A Japanese court on Tuesday ordered the government and Tokyo Electric Power Company Holdings Inc. (TEPCO) to pay damages to 23 people who were forced to evacuate from their hometowns due to the 2011 nuclear disaster at the Fukushima Daiichi nuclear power plant.

The Matsuyama District Court handed down the ruling on Tuesday and awarded damages to 23 of the 25 plaintiffs who had evacuated from Fukushima to Ehime Prefecture in the wake of the nuclear crisis.

The plaintiffs had been seeking compensation amounting to a combined 137.5 million yen (1.24 million U.S. dollars) in damages.

The court, however, ordered the government and TEPCO to pay combined damages of just 27 million yen (244,750 U.S. dollars).

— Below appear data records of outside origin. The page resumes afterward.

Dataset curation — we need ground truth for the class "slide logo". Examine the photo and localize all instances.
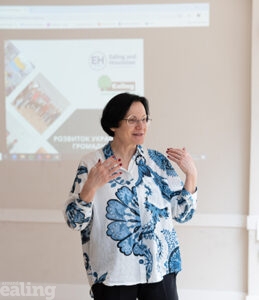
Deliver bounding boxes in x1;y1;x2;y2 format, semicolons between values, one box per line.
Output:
89;52;107;71
98;75;136;92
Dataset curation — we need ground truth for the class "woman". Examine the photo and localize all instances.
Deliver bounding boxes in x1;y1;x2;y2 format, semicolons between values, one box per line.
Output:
65;93;197;300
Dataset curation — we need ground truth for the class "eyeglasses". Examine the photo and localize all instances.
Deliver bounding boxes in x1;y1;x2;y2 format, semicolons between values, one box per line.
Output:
122;115;151;126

The plaintiffs said that the compensation amount was far from sufficient, considering the nuclear disaster had led to them loosing their homes, livelihoods and severed connections between families, friends and communities.

They had also claimed that the nuclear crisis had, along with financial losses, also caused a great deal of psychological suffering.

Presiding Judge Judge Keiko Kuboi said Tuesday that the state and the utility could have predicted the impact of a massive earthquake-triggered tsunami on the nuclear plant, if orders from the now-defunct nuclear safety agency, made in 2002, were followed.

The judge said TEPCO could have taken preventative flooding and other measures based on the possibility of a more-than-10-meter-high tsunami hitting the plant.

The court's ruling was the 10th among 30 similar suits filed across Japan against both the government and TEPCO.

Among similar cases already adjudicated, TEPCO was ordered to pay damages to plaintiffs in nine of them.

The government along with TEPCO have been found liable in five of the similar cases.